While we’ve heard of DIY methods for transferring fuel from one isobutane canister (the ones typically used in backpacking) to another, we haven’t seen a dedicated valve designed for the purpose marketed to the outdoor world yet. Well, until recently.

Eric Flottman, an Arizona-based backpacker, was tired of the partially filled cans piling up in his garage, so he set out to design a simple, inexpensive device to fix that. It relies on simple physics to work.

When fuel is cold, it condenses. When it gets warm, it expands. To use the Flipfuel, you put the canister you want to fill (the intake) in the freezer to chill the fuel and the one you want to empty (the output) is sitting squarely in sunlight to warm the fuel.

You wait a few minutes for the temperature differential to increase, then pop the intake can out of the freezer, thread on the FlipFuel, attach the output canister, and open the valve. The warm fuel expands into the colder canister, and voila, you now have one empty can and one that’s, well, not empty.

That last bit can be a problem as you really don’t want to overfill a fuel canister. Unfortunately there’s not an easy way to tell how full a canister is. A method we like is floating the canisters in water. Some brands (MSR is one) print a small label on the canisters that show the approximate level of fuel that will be in the can when it floats at a particular level. As long as you conduct something like the float test and ensure the cans you’re filling are less than half full, you should be good to go.

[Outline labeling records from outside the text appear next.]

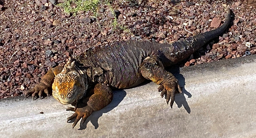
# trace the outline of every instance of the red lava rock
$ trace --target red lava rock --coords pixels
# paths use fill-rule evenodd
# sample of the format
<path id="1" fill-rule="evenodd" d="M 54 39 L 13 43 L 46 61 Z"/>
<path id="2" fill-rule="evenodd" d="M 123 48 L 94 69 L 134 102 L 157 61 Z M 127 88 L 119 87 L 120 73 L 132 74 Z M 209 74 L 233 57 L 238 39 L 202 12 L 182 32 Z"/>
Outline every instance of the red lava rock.
<path id="1" fill-rule="evenodd" d="M 219 58 L 221 58 L 222 57 L 223 57 L 223 54 L 220 54 L 219 55 L 218 55 L 217 56 L 217 57 L 218 57 Z"/>
<path id="2" fill-rule="evenodd" d="M 159 35 L 158 35 L 158 37 L 160 37 L 162 38 L 164 38 L 165 37 L 165 35 L 162 32 L 161 32 L 160 33 Z"/>
<path id="3" fill-rule="evenodd" d="M 236 5 L 236 6 L 240 6 L 241 4 L 241 3 L 239 2 L 236 2 L 235 3 L 235 4 Z"/>
<path id="4" fill-rule="evenodd" d="M 232 55 L 231 54 L 228 54 L 226 57 L 225 57 L 225 58 L 227 59 L 230 58 L 232 56 Z"/>
<path id="5" fill-rule="evenodd" d="M 247 4 L 251 5 L 253 6 L 256 6 L 256 0 L 248 0 Z"/>
<path id="6" fill-rule="evenodd" d="M 54 20 L 52 22 L 52 25 L 54 26 L 57 25 L 61 23 L 60 21 L 59 20 Z"/>
<path id="7" fill-rule="evenodd" d="M 14 62 L 14 64 L 18 64 L 19 63 L 20 63 L 20 60 L 17 60 L 15 62 Z"/>
<path id="8" fill-rule="evenodd" d="M 220 20 L 214 17 L 211 23 L 211 27 L 217 28 L 220 26 L 221 23 L 221 21 Z"/>
<path id="9" fill-rule="evenodd" d="M 23 64 L 23 66 L 24 68 L 28 68 L 28 64 L 26 62 L 24 62 Z"/>
<path id="10" fill-rule="evenodd" d="M 186 67 L 188 67 L 190 65 L 190 62 L 187 62 L 185 63 L 185 66 Z"/>
<path id="11" fill-rule="evenodd" d="M 220 47 L 220 45 L 218 44 L 214 44 L 212 45 L 212 49 L 215 49 L 217 48 Z"/>
<path id="12" fill-rule="evenodd" d="M 193 63 L 196 62 L 196 60 L 195 59 L 192 59 L 189 61 L 189 62 L 190 64 L 192 64 Z"/>
<path id="13" fill-rule="evenodd" d="M 115 18 L 115 16 L 113 15 L 113 14 L 112 14 L 112 12 L 111 12 L 110 11 L 108 12 L 108 16 L 112 19 L 114 19 Z"/>

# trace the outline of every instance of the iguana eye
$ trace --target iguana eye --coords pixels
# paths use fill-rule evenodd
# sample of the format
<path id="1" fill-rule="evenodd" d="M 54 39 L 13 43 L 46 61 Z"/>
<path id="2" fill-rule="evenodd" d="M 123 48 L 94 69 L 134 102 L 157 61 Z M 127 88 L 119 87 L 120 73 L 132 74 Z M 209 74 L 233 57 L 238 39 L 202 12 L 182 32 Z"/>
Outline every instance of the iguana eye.
<path id="1" fill-rule="evenodd" d="M 71 96 L 72 96 L 72 93 L 69 93 L 69 94 L 68 94 L 68 98 L 70 97 Z"/>

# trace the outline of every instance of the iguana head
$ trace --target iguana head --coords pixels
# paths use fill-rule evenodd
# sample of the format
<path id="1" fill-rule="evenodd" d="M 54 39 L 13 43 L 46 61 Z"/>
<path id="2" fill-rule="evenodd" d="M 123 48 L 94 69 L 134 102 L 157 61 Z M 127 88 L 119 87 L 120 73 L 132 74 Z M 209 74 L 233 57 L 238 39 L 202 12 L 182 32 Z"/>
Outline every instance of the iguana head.
<path id="1" fill-rule="evenodd" d="M 77 101 L 86 92 L 86 75 L 76 66 L 75 61 L 70 59 L 55 77 L 52 86 L 53 97 L 64 105 Z"/>

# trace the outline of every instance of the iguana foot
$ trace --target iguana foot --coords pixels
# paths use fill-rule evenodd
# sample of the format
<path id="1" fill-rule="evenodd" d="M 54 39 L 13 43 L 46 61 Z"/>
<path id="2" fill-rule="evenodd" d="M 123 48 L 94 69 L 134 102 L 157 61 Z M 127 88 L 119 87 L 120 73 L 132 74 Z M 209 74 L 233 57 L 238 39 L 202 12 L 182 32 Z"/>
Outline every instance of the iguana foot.
<path id="1" fill-rule="evenodd" d="M 47 96 L 49 96 L 49 92 L 48 91 L 49 87 L 45 84 L 42 83 L 40 83 L 33 88 L 27 91 L 23 92 L 23 94 L 25 96 L 25 98 L 27 98 L 27 96 L 32 94 L 32 99 L 34 100 L 35 97 L 38 95 L 40 99 L 42 99 L 42 96 L 44 93 L 46 94 Z"/>
<path id="2" fill-rule="evenodd" d="M 66 111 L 71 111 L 75 112 L 75 113 L 68 118 L 67 121 L 67 122 L 68 123 L 69 121 L 74 118 L 76 118 L 73 123 L 73 125 L 72 125 L 72 127 L 73 128 L 76 125 L 77 122 L 80 120 L 81 118 L 82 119 L 81 120 L 81 123 L 82 126 L 83 126 L 83 124 L 85 122 L 87 118 L 94 112 L 94 111 L 88 106 L 85 106 L 84 107 L 81 108 L 69 107 L 68 108 L 66 109 Z"/>
<path id="3" fill-rule="evenodd" d="M 171 99 L 170 105 L 172 108 L 172 105 L 174 103 L 175 93 L 177 91 L 176 90 L 177 88 L 180 93 L 182 93 L 180 85 L 178 84 L 178 82 L 176 81 L 173 82 L 166 82 L 158 88 L 158 91 L 162 91 L 160 95 L 162 98 L 164 97 L 165 94 L 166 94 L 166 102 L 167 105 Z"/>

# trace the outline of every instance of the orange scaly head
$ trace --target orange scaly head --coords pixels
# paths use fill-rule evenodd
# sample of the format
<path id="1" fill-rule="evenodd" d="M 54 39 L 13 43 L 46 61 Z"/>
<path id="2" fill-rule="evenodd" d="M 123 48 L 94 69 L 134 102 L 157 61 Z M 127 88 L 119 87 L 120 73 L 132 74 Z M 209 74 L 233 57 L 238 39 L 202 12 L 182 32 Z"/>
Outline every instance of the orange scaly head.
<path id="1" fill-rule="evenodd" d="M 55 76 L 52 86 L 52 95 L 62 104 L 71 104 L 77 101 L 86 92 L 86 75 L 81 75 L 77 70 L 79 69 L 76 68 L 75 62 L 71 62 L 70 60 L 61 72 Z"/>

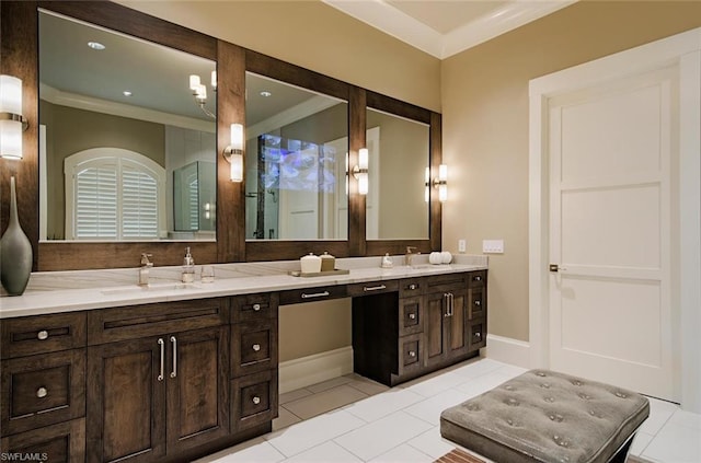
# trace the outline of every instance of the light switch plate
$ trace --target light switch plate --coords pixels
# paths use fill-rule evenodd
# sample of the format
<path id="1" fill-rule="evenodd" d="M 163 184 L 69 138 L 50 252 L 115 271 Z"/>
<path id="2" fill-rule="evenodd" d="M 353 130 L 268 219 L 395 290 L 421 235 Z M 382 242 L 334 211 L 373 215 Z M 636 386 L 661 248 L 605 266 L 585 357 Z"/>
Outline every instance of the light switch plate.
<path id="1" fill-rule="evenodd" d="M 482 240 L 484 254 L 504 254 L 504 240 Z"/>

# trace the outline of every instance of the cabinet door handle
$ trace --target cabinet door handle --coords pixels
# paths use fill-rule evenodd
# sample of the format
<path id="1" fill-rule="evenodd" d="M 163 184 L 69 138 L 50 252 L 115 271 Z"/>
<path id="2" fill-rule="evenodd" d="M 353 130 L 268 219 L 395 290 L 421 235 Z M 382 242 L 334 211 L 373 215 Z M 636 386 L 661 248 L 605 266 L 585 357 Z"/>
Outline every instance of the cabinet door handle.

Of course, then you still need to responsibly dispose of the spent canister and here’s a good primer on that.

Would be cooler if there was a way to simply refill the cans somehow, rather than have to buy new ones all the time, but this is a step in the direction of far less waste.

The device costs $35, and, conveniently, weighs 35 grams, though hard to imagine carrying one with you in the backcountry.